This idea could be easily formalized - suppose people know the supply curve but are uncertain about the demand curve - then when they observe an increase in quantity they attribute this to a higher demand, and so they infer an increase in value of the good. I think this is similar to the intuition given in Kamenica (2008) - when you observe a higher price/quantity combination, you infer that demand is higher, and so you infer that the value of each marginal good must be higher. I think that a similar foundation is used in Drolet, Simonson, Tversky (2000) “Indifference Curves that Travel with the Choice Set”.
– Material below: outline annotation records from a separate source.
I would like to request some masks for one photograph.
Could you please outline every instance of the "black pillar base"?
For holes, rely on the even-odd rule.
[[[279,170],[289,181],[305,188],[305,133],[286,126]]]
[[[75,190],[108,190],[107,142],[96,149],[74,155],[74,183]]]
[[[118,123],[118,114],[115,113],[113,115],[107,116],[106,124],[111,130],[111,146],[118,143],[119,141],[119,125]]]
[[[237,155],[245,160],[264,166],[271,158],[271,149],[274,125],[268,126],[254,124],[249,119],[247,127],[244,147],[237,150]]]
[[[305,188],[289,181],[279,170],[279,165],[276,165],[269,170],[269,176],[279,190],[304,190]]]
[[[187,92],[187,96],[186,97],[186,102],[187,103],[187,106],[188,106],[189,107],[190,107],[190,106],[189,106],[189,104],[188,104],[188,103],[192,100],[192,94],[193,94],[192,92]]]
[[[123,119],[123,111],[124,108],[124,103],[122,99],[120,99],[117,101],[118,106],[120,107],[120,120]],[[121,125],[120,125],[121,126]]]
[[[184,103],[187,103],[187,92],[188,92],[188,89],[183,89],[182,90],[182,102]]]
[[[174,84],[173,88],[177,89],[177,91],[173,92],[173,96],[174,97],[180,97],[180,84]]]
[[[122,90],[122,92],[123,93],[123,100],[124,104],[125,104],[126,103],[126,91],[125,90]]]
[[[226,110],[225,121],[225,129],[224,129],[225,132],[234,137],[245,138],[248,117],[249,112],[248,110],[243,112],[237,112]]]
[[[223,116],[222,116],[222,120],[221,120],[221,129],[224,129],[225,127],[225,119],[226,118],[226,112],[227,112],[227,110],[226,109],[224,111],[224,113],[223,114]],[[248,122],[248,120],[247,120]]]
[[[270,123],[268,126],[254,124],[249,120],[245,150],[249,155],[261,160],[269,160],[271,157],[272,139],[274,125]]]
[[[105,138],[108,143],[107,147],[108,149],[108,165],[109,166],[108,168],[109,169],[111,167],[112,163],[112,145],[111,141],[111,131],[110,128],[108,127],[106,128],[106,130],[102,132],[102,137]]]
We have discussed diagonal shifts along the budget set, meaning that both attributes are varying at once; if only one attribute varied, it’s not clear what a consumer would infer from this. Of course we could formalize a model where the consumer is uncertain about both supply and demand; or we could combine this model with the prior one, where the consumer is uncertain about the price.
(3) Magnitude effects.
Finally it’s easy to come up with a rational magnitude effect, such that when we observe a higher quantity \(q\) we infer that the marginal value of each unit is less. Suppose we know the price and we know the consumption-value of a good, when measured in units that are familiar to us, but we do not know the units that are used in the packaging. Then if we observe other people consuming a higher quantity, measured in unfamiliar units, we infer that each unit is worth less: when we observe a 10,000 Kronor bank note we infer each Kronor is not worth a lot; when we observe a 10,000 Watt bulb we infer each Watt is not worth much; when we observe 200mg of Oxytocin we infer the marginal effect of a milligram is not too much.
SUMMARY
When we dig into the intuitions behind comparison effects, we often find that they resemble inferences that we would make every day. The laws that have been proposed to explain comparison effects only work because they coincide with one or other of the inferences in certain subsets of cases – e.g. range-sensitivity coincides with MRS-MRT inference, magnitude-sensitivity coincides with unit-value inference. But these overlaps occur only in a subset of cases, and stepping outside that subset we find that the law fails, while the inference remains.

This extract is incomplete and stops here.